Et puis certes le gouverneur est très fort, mais il coûte très cher et ne rapporte aucun point de victoire direct : il faut être sûr de pouvoir le rentabiliser...

Merci pour l'article, Port royal étant, au-delà, de ses qualités ludiques, un excellent jeu pour le voyage : que des cartes, mise en place rapide, pas besoin de beaucoup de place pour jouer, pour un prix ridiculement ridicule...

Excellent :)

Le jeu à l'air sympa, existe t-il une traduction française des règles svp ?

+1

Un bon jeu pour un prix modique.

Mangez-en !

Comme je l'ai si bien écrit sur le Forum :

Pour ceux que ça intéresse, j'avais traduit les règles de la version originelle "Händler der Karibik". Je l'avais mis en ligne sur BGG suite à un échange avec l'illustrateur.

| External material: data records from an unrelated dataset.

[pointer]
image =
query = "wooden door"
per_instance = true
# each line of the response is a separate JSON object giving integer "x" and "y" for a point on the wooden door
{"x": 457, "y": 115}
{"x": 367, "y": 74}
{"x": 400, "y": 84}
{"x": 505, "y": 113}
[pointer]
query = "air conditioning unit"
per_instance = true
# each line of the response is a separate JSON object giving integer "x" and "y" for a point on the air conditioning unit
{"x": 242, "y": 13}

Quand Pegasus Spiele est entré dans la danse, Franz Klemens m'a demandé de retirer la traduction pour deux raisons :
1. Pegasus Spiele veut garder le contrôle pour avoir toute la main en cas de partenariat avec un distributeur étranger (français en l'occurrence).
2. Pegasus Spiele a légèrement fait évoluer les règles pour notamment proposer le jeu dans une version pour 2 à 5 joueurs (contre 2 à 4 joueurs à l'origine).

Je ne me suis pas penché sur les nouvelles règles, mais s'il y a des amateurs des règles originelles, un petit MP avec une adresse de messagerie et je l'envoie fissa.

1 « J'aime »

éclairage intéressant sur ce jeu, qui semble le mériter !

Bon, pas facile de lire M. Seito à 2h30 du matin : d'habitude j'attends d'avoir toutes mes capacités :)

Et merci pour le croisement de bras d'Assou-Ekotto, qui est clairement hors norme, stratosphériquement au dessus des autres. J'ai bien ri !

Un très bon jeu... un peu déséquilibré car certains pouvoirs ne semblent pas être intéressant au vue de la rapidité des parties... il manque encore un petit rodage pour en faire un SUBLIME jeu... je vous dit cela après une vingtaine de parties.

Néanmoins, vous pouvez y aller car c'est sympa, rapide (15 minutes) et cela plait à tout le monde...

@Le bretteur moi j'aimerais beaucoup que tu m'envois tes règles françaises. Merci d'avance.